Nada ha cambiado en Perú. En los últimos años se ha extendido en el país el llamado ‘terruqueo’, un término que define la práctica de desacreditar a las personas que protestan acusándolas de terroristas. El objetivo es menoscabar su voz y credibilidad. Pues bien, el terruqueo y la discriminación por el lugar de procedencia o el color de la piel no desaparecen con el traspaso generacional. En las mejores universidades privadas de Lima la presencia de un indígena es tan disruptiva que desde que se creó Beca 18, el programa estatal que financia a jóvenes talentosos y en situación de pobreza, sus oficinas de bienestar estudiantil han tenido que incluir programas de integración para ayudar a los alumnos que llegan otras regiones. Sus méritos académicos no sirven cuando se les juzga por la apariencia y forma de hablar.
Este país, que expone su diversidad para el turismo pero que no se reconoce en ella, vive desde hace dos meses protestas impulsadas por ciudadanos de las regiones andinas. En sus propias localidades, o movilizándose en caravanas hasta Lima, hombres y mujeres quechuahablantes, algunos con ponchos, faldas tradicionales, sombreros y banderas características de sus provincias, encabezan las marchas que piden la salida de la presidenta Dina Boluarte y el cese del Congreso. Pero, al igual que en las aulas universitarias, el poder centralizado en la capital no los trata como iguales.

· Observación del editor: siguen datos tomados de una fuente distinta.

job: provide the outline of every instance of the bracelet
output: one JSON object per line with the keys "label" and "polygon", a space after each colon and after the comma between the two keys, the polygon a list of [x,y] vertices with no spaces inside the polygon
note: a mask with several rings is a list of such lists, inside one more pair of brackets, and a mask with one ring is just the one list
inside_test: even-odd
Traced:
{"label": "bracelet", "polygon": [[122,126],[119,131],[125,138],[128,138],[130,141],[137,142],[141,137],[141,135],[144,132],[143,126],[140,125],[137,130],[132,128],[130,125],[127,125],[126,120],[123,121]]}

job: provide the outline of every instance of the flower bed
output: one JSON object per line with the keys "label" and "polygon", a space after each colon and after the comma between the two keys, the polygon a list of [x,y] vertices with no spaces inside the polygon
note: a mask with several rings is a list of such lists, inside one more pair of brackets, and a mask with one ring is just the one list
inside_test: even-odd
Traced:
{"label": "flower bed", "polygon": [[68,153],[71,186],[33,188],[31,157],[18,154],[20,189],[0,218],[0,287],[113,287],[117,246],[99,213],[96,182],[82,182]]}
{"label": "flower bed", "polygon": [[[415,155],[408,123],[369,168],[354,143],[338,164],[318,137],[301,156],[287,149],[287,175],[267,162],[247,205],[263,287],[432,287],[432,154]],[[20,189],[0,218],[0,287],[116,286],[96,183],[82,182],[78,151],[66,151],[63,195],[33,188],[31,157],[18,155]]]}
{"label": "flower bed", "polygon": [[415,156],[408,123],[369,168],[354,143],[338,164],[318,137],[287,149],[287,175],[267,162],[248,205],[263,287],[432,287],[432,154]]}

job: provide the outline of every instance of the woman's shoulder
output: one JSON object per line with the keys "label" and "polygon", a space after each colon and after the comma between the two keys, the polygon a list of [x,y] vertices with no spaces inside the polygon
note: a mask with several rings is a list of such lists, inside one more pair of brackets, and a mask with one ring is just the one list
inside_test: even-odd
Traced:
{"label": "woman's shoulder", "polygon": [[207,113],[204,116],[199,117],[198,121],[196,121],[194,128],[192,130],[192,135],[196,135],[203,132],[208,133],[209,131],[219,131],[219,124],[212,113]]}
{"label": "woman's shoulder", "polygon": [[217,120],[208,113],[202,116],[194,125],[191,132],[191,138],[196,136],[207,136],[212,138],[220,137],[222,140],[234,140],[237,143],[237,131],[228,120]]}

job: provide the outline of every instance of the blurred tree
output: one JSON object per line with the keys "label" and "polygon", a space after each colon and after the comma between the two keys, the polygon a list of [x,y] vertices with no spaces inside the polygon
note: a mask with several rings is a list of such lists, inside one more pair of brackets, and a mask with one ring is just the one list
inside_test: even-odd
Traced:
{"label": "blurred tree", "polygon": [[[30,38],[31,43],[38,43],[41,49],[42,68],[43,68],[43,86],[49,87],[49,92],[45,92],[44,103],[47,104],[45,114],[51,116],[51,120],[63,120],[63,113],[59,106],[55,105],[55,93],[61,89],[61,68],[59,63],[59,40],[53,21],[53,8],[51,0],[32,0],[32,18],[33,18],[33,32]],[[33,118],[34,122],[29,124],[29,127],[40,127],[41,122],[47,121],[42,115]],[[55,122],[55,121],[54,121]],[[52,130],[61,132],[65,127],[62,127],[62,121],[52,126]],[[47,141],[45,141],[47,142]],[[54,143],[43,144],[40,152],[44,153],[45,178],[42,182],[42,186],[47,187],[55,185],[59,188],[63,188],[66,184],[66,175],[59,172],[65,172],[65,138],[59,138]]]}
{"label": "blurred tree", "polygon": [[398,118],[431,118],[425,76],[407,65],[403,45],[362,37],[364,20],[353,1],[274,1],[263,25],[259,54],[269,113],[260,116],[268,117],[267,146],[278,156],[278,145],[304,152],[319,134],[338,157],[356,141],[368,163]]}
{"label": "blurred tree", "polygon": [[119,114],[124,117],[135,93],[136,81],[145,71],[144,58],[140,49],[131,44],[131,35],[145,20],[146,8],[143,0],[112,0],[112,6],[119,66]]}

En diciembre 2022, el entonces presidente Pedro Castillo, que para muchos representaba la población campesina indígena del Perú, intentó disolver el Congreso luego de tener varias políticas bloqueadas por los legisladores, lo que resultó en su destitución. Dina Boluarte, su vice-presidenta, asumió el poder por sucesión constitucional, pero fue muy criticada por como manejó las protestas antigubernamentales. Hubieron 58 muertos y más de 1200 heridos en confrontaciones con las fuerzas estatales.
Los manifestantes, en su mayoría de regiones andinas y excluidos del progreso económico, se confrontan con un sector urbano excluyente que los enfrenta con estigmatización y represión. En un país con medio centenar de pueblos indígenas, el clasismo y el racismo han inclinado la balanza para determinar quién puede protestar o quién merece vivir.

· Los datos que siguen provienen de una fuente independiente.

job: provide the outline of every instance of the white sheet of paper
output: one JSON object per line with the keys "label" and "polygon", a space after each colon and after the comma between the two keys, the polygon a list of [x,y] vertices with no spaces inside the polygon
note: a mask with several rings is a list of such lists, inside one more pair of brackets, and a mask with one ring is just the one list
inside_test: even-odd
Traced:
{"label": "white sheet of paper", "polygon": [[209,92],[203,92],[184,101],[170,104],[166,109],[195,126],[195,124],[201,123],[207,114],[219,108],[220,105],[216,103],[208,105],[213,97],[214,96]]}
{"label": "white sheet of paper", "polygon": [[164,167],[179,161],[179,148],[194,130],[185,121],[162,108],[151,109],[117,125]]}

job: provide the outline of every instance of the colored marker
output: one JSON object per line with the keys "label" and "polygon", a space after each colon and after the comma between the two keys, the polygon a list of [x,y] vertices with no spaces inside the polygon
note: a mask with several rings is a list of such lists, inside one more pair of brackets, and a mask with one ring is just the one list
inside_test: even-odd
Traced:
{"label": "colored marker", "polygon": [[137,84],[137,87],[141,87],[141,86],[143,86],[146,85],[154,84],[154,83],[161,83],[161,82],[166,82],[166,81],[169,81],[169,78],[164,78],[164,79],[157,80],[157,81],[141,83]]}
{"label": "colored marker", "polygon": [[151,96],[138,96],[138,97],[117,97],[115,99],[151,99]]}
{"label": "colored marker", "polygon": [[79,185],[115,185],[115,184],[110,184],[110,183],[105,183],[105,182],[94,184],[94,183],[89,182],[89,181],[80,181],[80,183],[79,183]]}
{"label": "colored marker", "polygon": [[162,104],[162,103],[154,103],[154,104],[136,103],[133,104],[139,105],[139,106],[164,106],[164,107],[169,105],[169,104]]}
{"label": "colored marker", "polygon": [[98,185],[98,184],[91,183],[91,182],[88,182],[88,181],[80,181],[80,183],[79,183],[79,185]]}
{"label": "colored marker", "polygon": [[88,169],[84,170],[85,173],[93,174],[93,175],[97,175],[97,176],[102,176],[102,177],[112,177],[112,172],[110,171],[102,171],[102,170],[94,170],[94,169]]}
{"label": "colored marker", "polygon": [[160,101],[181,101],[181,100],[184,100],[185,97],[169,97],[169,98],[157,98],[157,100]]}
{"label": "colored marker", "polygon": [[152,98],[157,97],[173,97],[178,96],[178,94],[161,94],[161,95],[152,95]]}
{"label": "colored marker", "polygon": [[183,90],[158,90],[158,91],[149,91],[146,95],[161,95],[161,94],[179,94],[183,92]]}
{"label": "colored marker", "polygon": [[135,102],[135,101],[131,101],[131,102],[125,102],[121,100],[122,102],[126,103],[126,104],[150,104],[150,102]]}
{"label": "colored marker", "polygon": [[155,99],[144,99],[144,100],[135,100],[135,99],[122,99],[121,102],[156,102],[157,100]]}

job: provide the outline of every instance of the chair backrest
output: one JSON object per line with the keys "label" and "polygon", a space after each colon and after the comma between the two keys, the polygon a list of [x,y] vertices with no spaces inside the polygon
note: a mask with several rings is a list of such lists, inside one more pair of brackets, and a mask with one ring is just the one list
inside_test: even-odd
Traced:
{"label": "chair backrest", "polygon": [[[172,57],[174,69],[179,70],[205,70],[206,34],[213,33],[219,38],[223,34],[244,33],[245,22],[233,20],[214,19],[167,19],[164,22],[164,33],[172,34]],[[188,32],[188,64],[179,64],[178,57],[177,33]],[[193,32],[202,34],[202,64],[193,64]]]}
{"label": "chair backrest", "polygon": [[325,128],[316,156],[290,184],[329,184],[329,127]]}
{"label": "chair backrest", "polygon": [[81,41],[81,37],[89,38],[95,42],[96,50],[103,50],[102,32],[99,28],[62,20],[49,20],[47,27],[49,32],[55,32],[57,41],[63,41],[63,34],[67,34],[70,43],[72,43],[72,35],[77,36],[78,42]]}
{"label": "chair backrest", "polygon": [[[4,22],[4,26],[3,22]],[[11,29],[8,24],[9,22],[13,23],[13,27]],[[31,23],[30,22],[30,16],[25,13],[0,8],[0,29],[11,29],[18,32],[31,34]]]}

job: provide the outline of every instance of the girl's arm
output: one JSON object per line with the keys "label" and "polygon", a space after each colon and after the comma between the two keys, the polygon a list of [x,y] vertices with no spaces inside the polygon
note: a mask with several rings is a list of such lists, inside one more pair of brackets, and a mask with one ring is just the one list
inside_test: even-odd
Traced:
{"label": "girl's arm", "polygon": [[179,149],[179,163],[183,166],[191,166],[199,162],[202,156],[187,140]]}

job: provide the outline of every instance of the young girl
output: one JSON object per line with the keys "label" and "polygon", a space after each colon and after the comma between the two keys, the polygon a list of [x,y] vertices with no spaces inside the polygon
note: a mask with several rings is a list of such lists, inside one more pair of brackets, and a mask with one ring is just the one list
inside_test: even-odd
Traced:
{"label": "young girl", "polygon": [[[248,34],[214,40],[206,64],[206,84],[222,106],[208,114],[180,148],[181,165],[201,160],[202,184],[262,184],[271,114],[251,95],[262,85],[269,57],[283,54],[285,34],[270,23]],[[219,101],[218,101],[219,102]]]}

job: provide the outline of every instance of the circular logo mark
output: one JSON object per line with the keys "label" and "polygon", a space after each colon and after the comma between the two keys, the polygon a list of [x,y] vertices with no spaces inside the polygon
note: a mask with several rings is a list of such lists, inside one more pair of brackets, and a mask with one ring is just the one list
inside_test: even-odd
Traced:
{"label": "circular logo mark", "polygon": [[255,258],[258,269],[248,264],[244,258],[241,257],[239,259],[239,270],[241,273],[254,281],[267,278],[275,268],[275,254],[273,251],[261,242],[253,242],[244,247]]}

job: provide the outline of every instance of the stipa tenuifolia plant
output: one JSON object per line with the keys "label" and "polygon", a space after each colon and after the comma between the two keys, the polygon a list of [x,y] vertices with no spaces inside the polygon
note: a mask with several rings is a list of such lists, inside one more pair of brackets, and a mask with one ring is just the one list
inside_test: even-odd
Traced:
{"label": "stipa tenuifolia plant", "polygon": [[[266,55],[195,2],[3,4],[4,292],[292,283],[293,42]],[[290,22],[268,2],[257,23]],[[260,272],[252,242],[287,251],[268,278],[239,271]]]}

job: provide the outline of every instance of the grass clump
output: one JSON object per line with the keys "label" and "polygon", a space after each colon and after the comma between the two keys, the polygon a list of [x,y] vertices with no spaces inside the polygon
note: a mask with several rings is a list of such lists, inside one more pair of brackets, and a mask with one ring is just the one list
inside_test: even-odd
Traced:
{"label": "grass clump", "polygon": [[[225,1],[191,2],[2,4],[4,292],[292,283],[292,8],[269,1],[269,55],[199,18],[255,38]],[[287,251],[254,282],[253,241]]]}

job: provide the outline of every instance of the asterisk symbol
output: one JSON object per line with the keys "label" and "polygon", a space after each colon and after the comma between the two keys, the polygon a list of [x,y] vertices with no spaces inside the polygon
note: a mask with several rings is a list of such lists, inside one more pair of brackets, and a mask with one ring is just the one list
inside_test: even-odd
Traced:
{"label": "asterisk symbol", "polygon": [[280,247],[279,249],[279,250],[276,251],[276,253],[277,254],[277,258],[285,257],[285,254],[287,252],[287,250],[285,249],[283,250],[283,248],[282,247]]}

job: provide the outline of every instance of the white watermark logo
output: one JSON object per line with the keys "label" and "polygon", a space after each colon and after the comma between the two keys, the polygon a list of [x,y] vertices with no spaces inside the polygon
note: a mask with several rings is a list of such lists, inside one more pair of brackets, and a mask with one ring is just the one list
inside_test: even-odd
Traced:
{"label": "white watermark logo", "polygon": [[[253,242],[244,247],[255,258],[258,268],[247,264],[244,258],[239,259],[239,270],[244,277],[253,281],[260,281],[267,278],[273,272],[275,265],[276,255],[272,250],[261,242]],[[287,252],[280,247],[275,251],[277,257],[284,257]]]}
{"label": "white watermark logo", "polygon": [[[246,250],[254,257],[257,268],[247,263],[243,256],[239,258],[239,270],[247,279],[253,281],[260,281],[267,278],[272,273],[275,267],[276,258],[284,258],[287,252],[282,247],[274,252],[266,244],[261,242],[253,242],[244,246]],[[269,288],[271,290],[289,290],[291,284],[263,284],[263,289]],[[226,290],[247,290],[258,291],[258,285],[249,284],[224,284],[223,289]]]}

Los prejuicios raciales se extienden a diferentes estratos socioeconómicos y geográficos, y no son exclusivos de personas de raíces más europeas. La presión alcanza a mestizos*, cholos** y andinos*** que quieren marcar distancia de sus orígenes para no quedar incluidos en el grupo de los marginados. Su manifestación está tan normalizada que incluso la presidenta Dina Boluarte, nacida en la región sur de Apurímac, subrayó la diferencia entre sus rasgos físicos y la de los manifestantes en un mensaje que intentaba invocar a la hermandad. “Aquí no somos europeos ni de sangre azul, ni porque mis ojos sean claros soy diferente a ustedes”, dijo en Cusco.

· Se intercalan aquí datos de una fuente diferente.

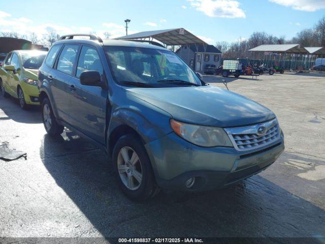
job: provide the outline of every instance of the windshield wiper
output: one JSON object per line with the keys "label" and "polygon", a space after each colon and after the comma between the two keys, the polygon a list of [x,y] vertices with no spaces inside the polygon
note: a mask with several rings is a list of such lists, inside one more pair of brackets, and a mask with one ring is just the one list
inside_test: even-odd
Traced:
{"label": "windshield wiper", "polygon": [[139,86],[142,87],[154,87],[152,85],[144,82],[137,82],[134,81],[122,81],[121,82],[126,85],[131,85],[134,86]]}
{"label": "windshield wiper", "polygon": [[161,80],[157,81],[158,83],[166,83],[167,84],[176,84],[178,85],[194,85],[195,86],[201,86],[199,84],[190,82],[189,81],[185,81],[183,80]]}

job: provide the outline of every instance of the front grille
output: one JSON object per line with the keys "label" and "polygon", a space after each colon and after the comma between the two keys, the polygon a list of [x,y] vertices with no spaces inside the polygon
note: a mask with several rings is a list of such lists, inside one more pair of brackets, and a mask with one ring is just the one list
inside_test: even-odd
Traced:
{"label": "front grille", "polygon": [[276,119],[253,126],[225,129],[239,151],[257,148],[275,141],[280,136]]}

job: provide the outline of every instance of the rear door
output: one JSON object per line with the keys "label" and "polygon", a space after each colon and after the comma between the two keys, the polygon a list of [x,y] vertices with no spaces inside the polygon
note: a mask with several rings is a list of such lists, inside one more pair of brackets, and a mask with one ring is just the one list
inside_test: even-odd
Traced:
{"label": "rear door", "polygon": [[83,71],[98,71],[106,81],[103,63],[95,47],[82,46],[75,77],[69,81],[69,123],[79,131],[104,144],[108,91],[98,86],[82,85]]}
{"label": "rear door", "polygon": [[69,84],[72,78],[78,44],[65,45],[59,54],[55,66],[55,70],[50,75],[51,89],[59,118],[69,123]]}

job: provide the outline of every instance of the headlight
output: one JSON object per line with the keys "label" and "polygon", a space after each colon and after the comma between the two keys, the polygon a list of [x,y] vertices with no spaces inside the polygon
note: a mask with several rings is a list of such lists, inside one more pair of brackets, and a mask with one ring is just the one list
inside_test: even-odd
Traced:
{"label": "headlight", "polygon": [[24,81],[30,85],[38,85],[38,83],[37,80],[33,80],[32,79],[29,79],[28,78],[24,78]]}
{"label": "headlight", "polygon": [[178,136],[198,146],[233,147],[222,128],[191,125],[174,119],[171,119],[171,126]]}

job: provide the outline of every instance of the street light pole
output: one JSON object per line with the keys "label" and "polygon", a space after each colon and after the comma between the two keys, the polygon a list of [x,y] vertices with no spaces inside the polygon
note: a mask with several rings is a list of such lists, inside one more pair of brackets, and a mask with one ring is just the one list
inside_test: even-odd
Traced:
{"label": "street light pole", "polygon": [[126,33],[126,36],[127,36],[127,28],[128,28],[128,27],[127,27],[127,24],[129,23],[131,21],[131,20],[128,19],[126,19],[124,21],[124,22],[125,22],[125,32]]}

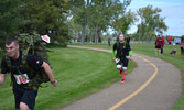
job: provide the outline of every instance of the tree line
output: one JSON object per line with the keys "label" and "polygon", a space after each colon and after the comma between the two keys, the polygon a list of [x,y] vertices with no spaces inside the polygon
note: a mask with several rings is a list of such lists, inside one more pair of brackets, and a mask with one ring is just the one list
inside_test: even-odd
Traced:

En el siglo pasado en Perú se abrió un proceso para desconocer la raza en términos fenotípicos a cambio de distinguir a las personas por su nivel cultural o jerarquía de clase. Pero esa tendencia, lejos de establecer una mayor igualdad, creó un orden de cosas en el que, sin importar sus orígenes raciales, quien asciende en la escala social comienza a despreciar a sus inferiores en términos de lo que la antropóloga Marisol de la Cadena ha llamado “racismo silencioso”.
“La nueva generación de intelectuales suscribió una difusa noción de raza, la misma que rechazaba explícitamente las diferencias biológicas definitivas, mientras que aceptaba como jerarquías raciales las diferencias ‘intelectuales’ y ‘morales’ presentes entre los grupos de individuos. Por cierto, los estándares para medir estas diferencias eran arbitrarios y, de hecho, fueron establecidos por las élites”, señala la autora en uno de sus textos.